The RSS crawler on this host typically stores the key under **`.config/`**, not `config/` (see RSS `.env`).

**Step 1 — find the existing key on the server:**

```bash
# What path does the RSS crawler use?
cat /home/bytescorp/rsscrawler.komoon.app/app/.env 2>/dev/null | grep FIREBASE

# Or search under your home directory
find /home/bytescorp -name '*firebase*adminsdk*.json' 2>/dev/null
find /home/bytescorp/rsscrawler.komoon.app -name '*.json' 2>/dev/null
```

**Step 2 — wire the web crawler (pick one):**

**Option A (recommended):** point web crawler `.env` at the same file RSS uses:

```bash
cd /home/bytescorp/webcrawler.komoon.app/app
cat > .env <<'EOF'
FIREBASE_PROJECT_ID=bytescorp-komoon
FIREBASE_SERVICE_ACCOUNT_PATH=.config/bytescorp-komoon-firebase-adminsdk.json
EOF
mkdir -p .config
cp /home/bytescorp/rsscrawler.komoon.app/app/.config/bytescorp-komoon-firebase-adminsdk.json .config/
chmod 600 .config/bytescorp-komoon-firebase-adminsdk.json
```

(Adjust the `cp` source if `find` shows a different path.)

**Option B:** copy into default `config/` name:

```bash
cd /home/bytescorp/webcrawler.komoon.app/app
mkdir -p config
cp /home/bytescorp/rsscrawler.komoon.app/app/.config/bytescorp-komoon-firebase-adminsdk.json config/firebase-service-account.json
chmod 600 config/firebase-service-account.json
```

**Option C:** symlink so both apps share one file:

```bash
cd /home/bytescorp/webcrawler.komoon.app/app
mkdir -p config
ln -s /home/bytescorp/rsscrawler.komoon.app/app/.config/bytescorp-komoon-firebase-adminsdk.json config/firebase-service-account.json
```

If no key exists anywhere on the server, download a new **Firebase Admin SDK** JSON from [Firebase Console](https://console.firebase.google.com/) → Project **bytescorp-komoon** → Project settings → Service accounts → Generate new private key. Upload to `app/.config/` or `app/config/` (never commit to git or expose under `public_html`).

### Data output folder

```bash
mkdir -p /home/bytescorp/webcrawler.komoon.app/data
chmod 755 /home/bytescorp/webcrawler.komoon.app/data
```

Ensure the Firestore provider doc has **`country: "MX"`** in addition to state/municipality/webURL.

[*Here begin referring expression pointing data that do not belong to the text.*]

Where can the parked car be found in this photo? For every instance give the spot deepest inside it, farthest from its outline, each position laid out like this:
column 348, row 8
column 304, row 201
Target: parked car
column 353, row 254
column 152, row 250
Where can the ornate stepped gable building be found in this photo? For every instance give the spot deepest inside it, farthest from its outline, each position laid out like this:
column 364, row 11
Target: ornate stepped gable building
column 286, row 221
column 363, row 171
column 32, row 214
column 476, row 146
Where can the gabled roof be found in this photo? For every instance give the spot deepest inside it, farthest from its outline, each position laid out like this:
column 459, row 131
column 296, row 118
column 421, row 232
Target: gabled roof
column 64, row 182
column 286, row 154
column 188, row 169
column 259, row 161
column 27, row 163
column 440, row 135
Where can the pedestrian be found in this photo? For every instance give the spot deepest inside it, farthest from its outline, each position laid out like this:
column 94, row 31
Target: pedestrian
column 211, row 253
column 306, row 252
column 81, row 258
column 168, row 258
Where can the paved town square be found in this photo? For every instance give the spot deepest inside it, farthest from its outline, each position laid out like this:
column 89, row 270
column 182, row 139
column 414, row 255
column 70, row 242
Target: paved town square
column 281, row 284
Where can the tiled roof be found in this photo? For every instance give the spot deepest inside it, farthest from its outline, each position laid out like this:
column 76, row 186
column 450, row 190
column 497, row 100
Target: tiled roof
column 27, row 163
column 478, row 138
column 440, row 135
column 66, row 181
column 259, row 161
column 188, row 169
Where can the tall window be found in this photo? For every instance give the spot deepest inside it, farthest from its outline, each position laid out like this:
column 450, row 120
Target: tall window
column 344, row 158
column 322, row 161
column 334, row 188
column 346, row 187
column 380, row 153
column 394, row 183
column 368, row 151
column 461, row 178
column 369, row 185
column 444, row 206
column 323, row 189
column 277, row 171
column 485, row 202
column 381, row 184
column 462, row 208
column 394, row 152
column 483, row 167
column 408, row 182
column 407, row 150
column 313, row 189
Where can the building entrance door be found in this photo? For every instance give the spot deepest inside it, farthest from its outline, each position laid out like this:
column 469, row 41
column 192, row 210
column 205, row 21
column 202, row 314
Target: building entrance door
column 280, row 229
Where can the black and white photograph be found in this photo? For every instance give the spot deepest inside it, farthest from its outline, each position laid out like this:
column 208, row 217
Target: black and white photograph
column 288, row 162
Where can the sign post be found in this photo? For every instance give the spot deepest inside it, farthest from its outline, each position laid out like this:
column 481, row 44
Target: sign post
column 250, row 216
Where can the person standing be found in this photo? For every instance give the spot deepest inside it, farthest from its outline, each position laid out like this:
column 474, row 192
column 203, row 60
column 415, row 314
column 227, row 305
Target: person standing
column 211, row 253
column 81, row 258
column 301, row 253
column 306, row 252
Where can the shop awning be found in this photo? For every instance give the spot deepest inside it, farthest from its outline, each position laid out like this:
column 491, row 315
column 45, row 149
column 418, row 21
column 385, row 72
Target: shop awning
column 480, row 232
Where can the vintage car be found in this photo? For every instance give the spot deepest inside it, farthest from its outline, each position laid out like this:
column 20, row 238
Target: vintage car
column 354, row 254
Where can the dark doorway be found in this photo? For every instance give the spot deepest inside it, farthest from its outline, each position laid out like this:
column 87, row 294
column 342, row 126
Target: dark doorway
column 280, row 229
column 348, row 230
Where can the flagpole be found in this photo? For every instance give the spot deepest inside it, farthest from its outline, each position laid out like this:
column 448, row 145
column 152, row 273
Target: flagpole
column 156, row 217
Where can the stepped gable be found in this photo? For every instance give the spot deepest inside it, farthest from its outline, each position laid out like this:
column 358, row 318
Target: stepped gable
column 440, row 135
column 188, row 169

## CloudLinux WASM / VMEM fix

On shared hosting, batch runs may fail at startup with:

```text
RangeError: WebAssembly.instantiate(): Out of memory: Cannot allocate Wasm memory for new instance
```

Set:

```bash
NODE_OPTIONS="--disable-wasm-trap-handler"
```

### Manual run (SSH)

Use the **nodevenv** virtualenv (your host uses `nodevenv`, not `nodeenv`):

```bash
source /home/bytescorp/nodevenv/webcrawler.komoon.app/app/20/bin/activate
cd /home/bytescorp/webcrawler.komoon.app/app

NODE_OPTIONS="--disable-wasm-trap-handler" CRAWL_COUNTRY=MX CRAWL_STATE=Zacatecas node src/runBatch.js
```

### Cron

See **[cron-jobs-hosting.md](./cron-jobs-hosting.md)** for copy-paste cron lines.

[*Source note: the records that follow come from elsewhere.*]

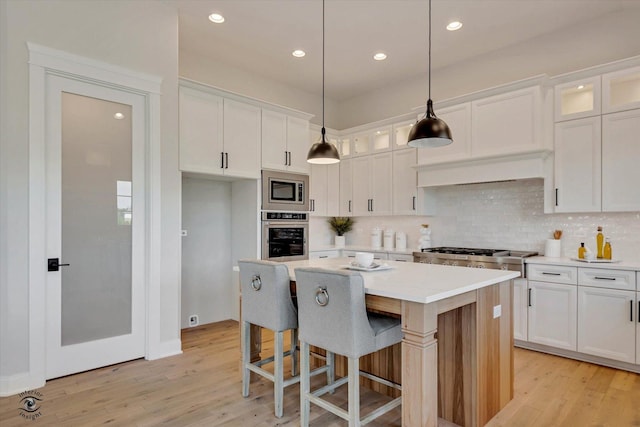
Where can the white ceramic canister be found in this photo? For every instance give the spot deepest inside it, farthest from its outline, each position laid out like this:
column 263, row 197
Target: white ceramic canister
column 376, row 238
column 389, row 237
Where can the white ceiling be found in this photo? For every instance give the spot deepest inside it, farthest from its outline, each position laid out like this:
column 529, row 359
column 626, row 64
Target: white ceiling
column 259, row 35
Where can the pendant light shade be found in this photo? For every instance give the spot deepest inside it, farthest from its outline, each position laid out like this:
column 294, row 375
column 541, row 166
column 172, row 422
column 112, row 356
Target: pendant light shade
column 430, row 131
column 323, row 152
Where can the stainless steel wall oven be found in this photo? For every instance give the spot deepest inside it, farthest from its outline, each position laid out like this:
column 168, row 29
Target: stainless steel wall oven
column 285, row 236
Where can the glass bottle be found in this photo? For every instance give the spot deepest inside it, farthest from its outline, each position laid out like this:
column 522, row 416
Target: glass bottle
column 607, row 249
column 581, row 250
column 600, row 242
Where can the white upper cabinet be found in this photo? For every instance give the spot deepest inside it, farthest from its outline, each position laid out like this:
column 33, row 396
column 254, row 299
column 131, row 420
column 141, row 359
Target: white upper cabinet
column 458, row 118
column 371, row 141
column 285, row 142
column 346, row 201
column 621, row 161
column 405, row 182
column 577, row 165
column 218, row 136
column 371, row 184
column 577, row 99
column 508, row 123
column 241, row 139
column 201, row 132
column 621, row 90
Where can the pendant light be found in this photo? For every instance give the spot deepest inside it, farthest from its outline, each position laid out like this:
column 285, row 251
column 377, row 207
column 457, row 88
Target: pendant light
column 430, row 131
column 322, row 152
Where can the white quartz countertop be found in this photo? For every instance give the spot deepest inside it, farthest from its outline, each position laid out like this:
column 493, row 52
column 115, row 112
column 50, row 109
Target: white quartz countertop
column 407, row 251
column 417, row 282
column 620, row 265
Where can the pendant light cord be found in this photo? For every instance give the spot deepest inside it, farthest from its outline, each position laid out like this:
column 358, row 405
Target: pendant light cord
column 323, row 130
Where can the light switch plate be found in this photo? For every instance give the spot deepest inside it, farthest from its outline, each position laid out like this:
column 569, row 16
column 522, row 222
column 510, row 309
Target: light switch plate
column 497, row 311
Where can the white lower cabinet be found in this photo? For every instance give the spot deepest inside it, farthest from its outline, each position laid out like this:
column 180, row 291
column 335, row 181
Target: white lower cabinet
column 607, row 326
column 520, row 309
column 552, row 314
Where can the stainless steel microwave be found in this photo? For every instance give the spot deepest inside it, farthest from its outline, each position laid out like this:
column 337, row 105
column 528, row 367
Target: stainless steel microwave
column 284, row 191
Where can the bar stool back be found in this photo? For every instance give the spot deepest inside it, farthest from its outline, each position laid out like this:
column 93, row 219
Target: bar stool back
column 332, row 314
column 266, row 302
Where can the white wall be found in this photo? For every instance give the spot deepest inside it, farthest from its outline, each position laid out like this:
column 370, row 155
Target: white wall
column 218, row 74
column 571, row 49
column 505, row 215
column 206, row 259
column 140, row 36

Cron must use the full Node binary from **nodevenv**:

```text
/home/bytescorp/nodevenv/webcrawler.komoon.app/app/20/bin/node
```

## Deploy

1. Upload project files to `/home/bytescorp/webcrawler.komoon.app/app`
2. Run `npm install` in that directory (SSH or cPanel terminal)
3. Place `config/firebase-service-account.json`
4. Ensure `/home/bytescorp/webcrawler.komoon.app/data` exists and is readable at `https://webcrawler.komoon.app/data/`
5. **Restart** the Node.js app in cPanel

## Reference

Same VMEM / undici constraints as KomoonRSSCrawler — see [KomoonRSSCrawler/docs/hosting.md](file:///Users/lalo/Apps/KomoonRSSCrawler/docs/hosting.md).